Scotch is in limbo, and he has a few things to say about that. From organic farming to tap dancing and undertakers who’ve seen too many coffins to care any more, writer/performer Mpapa Simo Majola’s The Funeral covers a dazzling variety of topics as Majola moves from poetic, stream-of-consciousness discourse to easy conversation and back. Between birth and death lies an illusion we call life, says the dead man, and he’d very much like to know why his relatives thought it necessary to waste money on a new jacket for him to be buried in when his favourite old ‘Scotch’ would have been good enough.
Majola is at his most earnestly engaging when he rails against the ‘phony speeches’ heard at his ‘circus’ of a funeral. His brief isiZulu passages stand out in their heartfelt and unlaboured delivery. Other parts of the monologue seem almost improvised, if the occasional ‘you know’s are anything to go by. One rather gets the feeling that a strong idea was stretched too far and not enough material has been created to fit the one-hour running time. The frequent repetition of topics and insufficient cohesion of the piece suggest that a merciless rewrite may not be the worst idea.

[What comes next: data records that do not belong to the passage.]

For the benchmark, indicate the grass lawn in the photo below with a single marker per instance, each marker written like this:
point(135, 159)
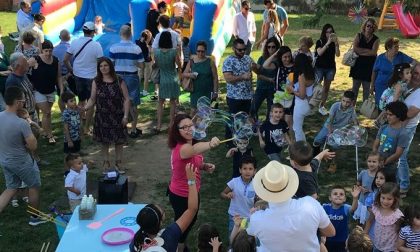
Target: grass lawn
point(17, 235)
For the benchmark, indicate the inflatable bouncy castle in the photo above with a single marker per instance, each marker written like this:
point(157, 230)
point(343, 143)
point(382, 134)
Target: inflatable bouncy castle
point(211, 20)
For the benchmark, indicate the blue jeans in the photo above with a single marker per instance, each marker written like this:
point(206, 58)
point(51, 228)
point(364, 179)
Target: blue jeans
point(403, 174)
point(259, 96)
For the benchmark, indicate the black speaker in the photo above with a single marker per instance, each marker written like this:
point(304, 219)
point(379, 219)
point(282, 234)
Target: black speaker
point(113, 190)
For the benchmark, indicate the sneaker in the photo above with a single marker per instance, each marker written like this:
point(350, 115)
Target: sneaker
point(34, 221)
point(15, 203)
point(323, 111)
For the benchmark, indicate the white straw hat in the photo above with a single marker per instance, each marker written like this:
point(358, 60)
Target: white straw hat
point(275, 182)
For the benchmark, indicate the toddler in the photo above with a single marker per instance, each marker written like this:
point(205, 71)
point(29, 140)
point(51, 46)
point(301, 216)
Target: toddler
point(307, 167)
point(305, 44)
point(339, 212)
point(237, 153)
point(75, 182)
point(240, 191)
point(409, 237)
point(365, 180)
point(397, 88)
point(387, 218)
point(72, 124)
point(179, 9)
point(273, 133)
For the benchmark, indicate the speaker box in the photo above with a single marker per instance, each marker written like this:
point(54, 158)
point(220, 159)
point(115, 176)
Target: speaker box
point(113, 190)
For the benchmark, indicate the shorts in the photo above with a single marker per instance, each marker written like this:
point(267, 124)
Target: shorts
point(133, 85)
point(326, 74)
point(83, 88)
point(40, 98)
point(74, 149)
point(26, 171)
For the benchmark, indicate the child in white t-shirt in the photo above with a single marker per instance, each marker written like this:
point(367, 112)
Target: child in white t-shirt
point(240, 191)
point(75, 181)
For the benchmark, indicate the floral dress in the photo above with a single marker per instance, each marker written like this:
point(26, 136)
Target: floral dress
point(386, 232)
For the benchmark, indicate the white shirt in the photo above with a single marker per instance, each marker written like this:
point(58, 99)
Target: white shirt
point(176, 39)
point(243, 197)
point(290, 226)
point(413, 100)
point(78, 181)
point(244, 27)
point(84, 66)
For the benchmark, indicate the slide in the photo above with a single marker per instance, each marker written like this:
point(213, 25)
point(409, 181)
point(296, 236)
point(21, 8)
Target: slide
point(211, 21)
point(405, 22)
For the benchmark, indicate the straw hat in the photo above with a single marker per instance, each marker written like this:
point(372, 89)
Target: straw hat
point(275, 182)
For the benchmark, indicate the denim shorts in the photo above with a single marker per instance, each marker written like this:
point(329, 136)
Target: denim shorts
point(83, 87)
point(27, 172)
point(326, 74)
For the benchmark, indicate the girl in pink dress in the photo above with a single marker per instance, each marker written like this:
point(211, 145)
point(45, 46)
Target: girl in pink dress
point(387, 218)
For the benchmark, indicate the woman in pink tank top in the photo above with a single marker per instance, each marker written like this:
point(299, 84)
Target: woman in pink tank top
point(185, 150)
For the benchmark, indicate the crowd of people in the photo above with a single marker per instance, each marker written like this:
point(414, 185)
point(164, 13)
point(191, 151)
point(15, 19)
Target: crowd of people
point(286, 197)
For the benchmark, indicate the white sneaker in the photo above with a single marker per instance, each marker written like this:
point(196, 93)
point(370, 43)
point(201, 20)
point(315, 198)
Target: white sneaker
point(323, 111)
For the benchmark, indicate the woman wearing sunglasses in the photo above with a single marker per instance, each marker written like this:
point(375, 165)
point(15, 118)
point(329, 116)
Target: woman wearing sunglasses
point(366, 45)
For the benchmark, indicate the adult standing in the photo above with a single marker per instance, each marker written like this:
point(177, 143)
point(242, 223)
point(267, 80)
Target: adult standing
point(266, 78)
point(206, 83)
point(167, 58)
point(46, 75)
point(237, 73)
point(24, 19)
point(18, 78)
point(413, 117)
point(16, 144)
point(326, 49)
point(110, 95)
point(366, 45)
point(384, 66)
point(288, 224)
point(152, 21)
point(127, 56)
point(244, 26)
point(185, 150)
point(281, 14)
point(84, 52)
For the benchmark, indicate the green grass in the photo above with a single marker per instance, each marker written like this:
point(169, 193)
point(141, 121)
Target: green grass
point(17, 235)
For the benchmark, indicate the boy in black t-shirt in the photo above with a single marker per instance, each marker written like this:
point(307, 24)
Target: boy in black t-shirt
point(273, 133)
point(306, 167)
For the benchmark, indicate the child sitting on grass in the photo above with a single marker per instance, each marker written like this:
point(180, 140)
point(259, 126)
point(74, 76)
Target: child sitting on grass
point(339, 213)
point(307, 167)
point(72, 124)
point(75, 182)
point(341, 114)
point(237, 153)
point(273, 133)
point(240, 191)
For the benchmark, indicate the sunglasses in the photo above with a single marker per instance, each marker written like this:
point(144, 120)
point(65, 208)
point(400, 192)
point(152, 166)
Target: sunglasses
point(240, 49)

By far the most befuddling thing about the show is why Majola doesn’t play more to his obvious strengths, namely movement and vocal play. The piece’s most compelling moments, the ones that really draw the audience out of their Saturday afternoon slump, are the ones where Majola creates a steady rhythm with his feet and lets the words flow over the pulse like it’s the most natural thing in the world for him to be standing there in front of a room full of people talking about funerals. His animal impressions are also very successful, and connect well with the audience (especially when he ties his story of having been threatened by a mongrel on his street to his philosophy of looking death in the eye ‘and [staying] down until it is no longer a threat’).
Underlying problems aside, The Funeral hits a nerve more than once. Scotch asks why we feel the need to ‘build pyramids for the dead’ when the living are forced to dwell in shacks, and one can’t help but reflect on the nauseatingly lucrative industry built around burying and mourning this country’s dead. Why is Scotch seeing virtual strangers queue for food at his funeral, when he knows they never even had a meal together when he was still alive? Why wasn’t he simply buried in his favourite old jacket?
The Funeral is part of the Cape Town Fringe Festival, and can be seen at the Alexander Bar on the 24th of September, and at Makukhanye Art Room on the 23rd and 25th of October.